Apple CEO Tim Cook continued his European tour on Tuesday with an interview discussing the benefits of augmented reality and ARKit, which with iOS 11 and a slate of new iPhones has become a major focus for the Cupertino tech giant.

In a rambling interview conducted by The Independent, Cook mostly echoed statements and commentary dating back to this year's Worldwide Developers Conference, when Apple introduced ARKit to the world.

The Apple chief has since sat down with multiple publications to discuss the tenets of AR, with a keen eye on what Apple brings to the table in terms of iOS and its massive installed user base. As Cook has said, and reiterated in today's interview, iPhone became the world's largest AR platform overnight when iOS 11 launched last month.

Just as important is ARKit, a customized toolkit of APIs with tight hardware integration that allows developers to roll out quality AR apps with relative ease.

Cook views AR as an important, but still gestating, technology that promises to touch everyone and everything. As he has done in the past, the executive likened AR to existing successful Apple technologies like multitouch on iPhone and the App Store.

"Think back to 2008, when the App Store went live. There was the initial round of apps and people looked at them and said, 'this is not anything, mobile apps are not going to take off,'" Cook said. "And then step by step things start to move. And it is sort of a curve, it was just exponential — and now you couldn't imagine your life without apps. Your health is on one app, your financials, your shopping, your news, your entertainment — it's everything. AR is like that. It will be that dramatic."

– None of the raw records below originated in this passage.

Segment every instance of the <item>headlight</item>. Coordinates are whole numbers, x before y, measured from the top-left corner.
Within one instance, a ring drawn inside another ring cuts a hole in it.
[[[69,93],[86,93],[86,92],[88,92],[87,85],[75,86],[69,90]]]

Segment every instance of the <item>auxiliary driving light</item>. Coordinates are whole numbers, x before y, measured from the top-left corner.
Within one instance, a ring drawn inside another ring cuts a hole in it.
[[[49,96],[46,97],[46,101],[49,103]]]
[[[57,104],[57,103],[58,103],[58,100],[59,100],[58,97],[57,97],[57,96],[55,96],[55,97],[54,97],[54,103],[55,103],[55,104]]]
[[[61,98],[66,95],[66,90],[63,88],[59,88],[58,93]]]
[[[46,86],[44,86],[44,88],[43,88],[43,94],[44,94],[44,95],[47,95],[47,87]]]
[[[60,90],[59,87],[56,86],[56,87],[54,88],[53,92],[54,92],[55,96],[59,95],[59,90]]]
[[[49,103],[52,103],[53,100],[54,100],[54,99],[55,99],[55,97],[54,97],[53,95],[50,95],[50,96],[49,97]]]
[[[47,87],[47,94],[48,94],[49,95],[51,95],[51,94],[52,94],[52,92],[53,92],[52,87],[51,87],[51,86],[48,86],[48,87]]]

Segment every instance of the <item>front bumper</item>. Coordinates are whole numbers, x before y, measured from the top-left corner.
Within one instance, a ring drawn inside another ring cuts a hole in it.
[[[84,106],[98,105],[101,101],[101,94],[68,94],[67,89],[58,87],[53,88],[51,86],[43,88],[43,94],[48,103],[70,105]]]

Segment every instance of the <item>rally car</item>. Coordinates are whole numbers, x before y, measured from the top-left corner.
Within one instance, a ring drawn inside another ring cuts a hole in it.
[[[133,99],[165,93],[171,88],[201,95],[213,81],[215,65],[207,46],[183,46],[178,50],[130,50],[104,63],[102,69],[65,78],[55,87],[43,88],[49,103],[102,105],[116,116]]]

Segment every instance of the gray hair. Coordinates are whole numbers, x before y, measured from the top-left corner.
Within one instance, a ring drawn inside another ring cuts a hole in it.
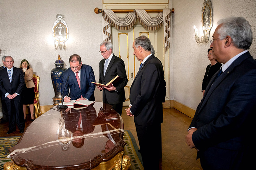
[[[82,63],[82,59],[81,59],[81,57],[78,54],[73,54],[69,57],[69,63],[76,62],[78,61],[79,64],[80,65]]]
[[[153,47],[151,44],[150,39],[145,36],[141,36],[139,37],[134,40],[134,45],[135,47],[138,48],[139,46],[142,47],[145,51],[150,51],[151,53],[152,52],[155,53],[155,50],[154,48],[152,50],[152,47]]]
[[[222,24],[217,32],[221,40],[229,36],[235,46],[249,49],[253,42],[253,32],[249,22],[243,17],[227,17],[219,21],[218,24]]]
[[[4,56],[3,57],[3,58],[2,58],[3,61],[4,62],[5,62],[5,58],[8,58],[8,57],[11,58],[12,59],[13,61],[14,61],[14,60],[13,59],[13,58],[12,58],[12,57],[11,56]]]
[[[111,48],[112,50],[113,50],[113,44],[110,41],[103,41],[103,42],[101,43],[100,44],[100,46],[101,46],[103,45],[105,45],[106,48],[107,49],[107,50],[109,51]]]
[[[4,61],[5,61],[5,58],[6,58],[7,57],[7,56],[4,56],[2,58],[2,60]]]

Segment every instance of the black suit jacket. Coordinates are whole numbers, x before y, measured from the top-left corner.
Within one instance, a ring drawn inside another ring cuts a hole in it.
[[[105,89],[103,89],[103,102],[106,103],[106,101],[105,101],[105,98],[106,98],[107,100],[107,103],[110,104],[120,103],[124,102],[125,99],[124,87],[127,84],[128,81],[124,61],[113,54],[111,60],[109,61],[109,64],[104,76],[103,70],[105,60],[105,59],[104,59],[100,61],[100,79],[99,83],[106,84],[117,75],[119,75],[121,80],[113,85],[116,88],[117,91],[109,91]]]
[[[66,88],[64,89],[69,75],[69,78]],[[67,95],[71,98],[71,100],[76,100],[80,98],[81,95],[83,97],[86,98],[89,100],[95,101],[94,90],[95,89],[95,85],[92,83],[92,82],[95,82],[95,77],[93,70],[90,66],[82,65],[80,77],[81,89],[79,88],[75,73],[70,68],[68,68],[63,73],[62,90],[64,91],[63,97]]]
[[[247,52],[213,84],[217,73],[210,81],[189,127],[197,129],[192,139],[200,157],[221,153],[223,149],[238,151],[241,159],[254,157],[255,166],[256,66]]]
[[[25,84],[25,80],[21,69],[13,66],[11,83],[9,80],[7,68],[0,70],[0,89],[2,93],[2,98],[3,100],[11,100],[4,96],[7,92],[11,95],[15,93],[19,94],[20,95],[17,95],[13,100],[21,100],[22,90]]]
[[[135,124],[142,126],[163,122],[163,105],[166,89],[163,65],[155,56],[146,60],[131,86],[131,110]]]

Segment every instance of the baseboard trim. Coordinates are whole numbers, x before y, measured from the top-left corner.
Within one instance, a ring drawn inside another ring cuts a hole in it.
[[[39,112],[41,114],[44,113],[50,110],[50,109],[53,106],[53,105],[40,105]],[[195,110],[194,109],[173,100],[166,101],[165,102],[163,103],[163,108],[174,108],[191,118],[193,118],[195,113]]]
[[[163,103],[163,107],[164,108],[174,108],[191,118],[194,117],[195,113],[195,110],[194,109],[173,100],[166,101]]]
[[[53,104],[52,105],[40,105],[39,107],[38,112],[40,114],[42,114],[50,110],[50,109],[53,107]]]

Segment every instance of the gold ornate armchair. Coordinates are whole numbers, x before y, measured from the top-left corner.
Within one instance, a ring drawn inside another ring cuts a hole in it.
[[[34,82],[35,87],[34,87],[34,91],[35,91],[35,97],[34,97],[34,105],[35,106],[35,114],[36,118],[37,118],[37,116],[39,115],[38,110],[40,104],[39,104],[39,91],[38,91],[38,87],[39,84],[39,80],[40,78],[38,75],[36,75],[35,74],[33,74],[33,82]]]

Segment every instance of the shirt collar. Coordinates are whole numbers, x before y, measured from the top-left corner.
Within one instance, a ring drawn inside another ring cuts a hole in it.
[[[113,53],[112,53],[111,55],[110,55],[109,57],[108,57],[108,58],[107,59],[108,59],[109,60],[111,60],[113,55],[114,54],[113,54]]]
[[[142,61],[142,64],[144,64],[144,63],[146,61],[146,60],[147,60],[147,59],[148,59],[148,58],[149,58],[149,57],[150,56],[151,56],[151,55],[152,55],[153,54],[151,53],[148,56],[146,57],[145,58],[143,59],[143,61]]]

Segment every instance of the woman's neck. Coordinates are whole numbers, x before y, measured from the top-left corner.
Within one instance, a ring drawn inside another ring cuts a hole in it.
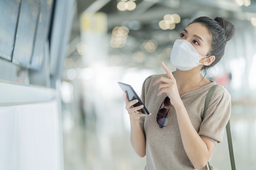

Aside from oft-repeated platitudes regarding AR's potential, Cook offered a glimpse at what Apple might be investigating in terms of expanding the technology beyond the iOS ecosystem. Of note, Cook was asked about the possibility of Apple branded AR glasses or goggles, perhaps a device similar in form to Microsoft's HoloLens mixed reality headset.

"There are rumors and stuff about companies working on those — we obviously don't talk about what we're working on, but today I can tell you the technology itself doesn't exist to do that in a quality way," Cook said. "The display technology required, as well as putting enough stuff around your face — there's huge challenges with that."

He went on to say technical challenges, like optics that provide an adequate field of view and "the display itself," stand in the way of building a consumer product. Cook repeated Apple's mantra of being the best, not the first, at delivering new technologies to its customers.

"We don't give a rat's about being first, we want to be the best, and give people a great experience. But now anything you would se[e] on the market any time soon would not be something any of us would be satisfied with," Cook said. "Nor do I think the vast majority of people would be satisfied."

Apple has long been rumored to bring a pair of glasses to market, though rumors have shifted the device from a VR delivery system to AR since the company thrust itself into the augmented reality market. Patents seem to back up those claims, but it should be noted that Apple actively investigates many bleeding edge technologies, most of which never see the light of day.

Most recently, reports in August claimed the company is experimenting with "several different types" of AR glasses, each of which varies in style and functionality. If true, Apple is developing multiple systems concurrently, not dissimilar to the original iPhone.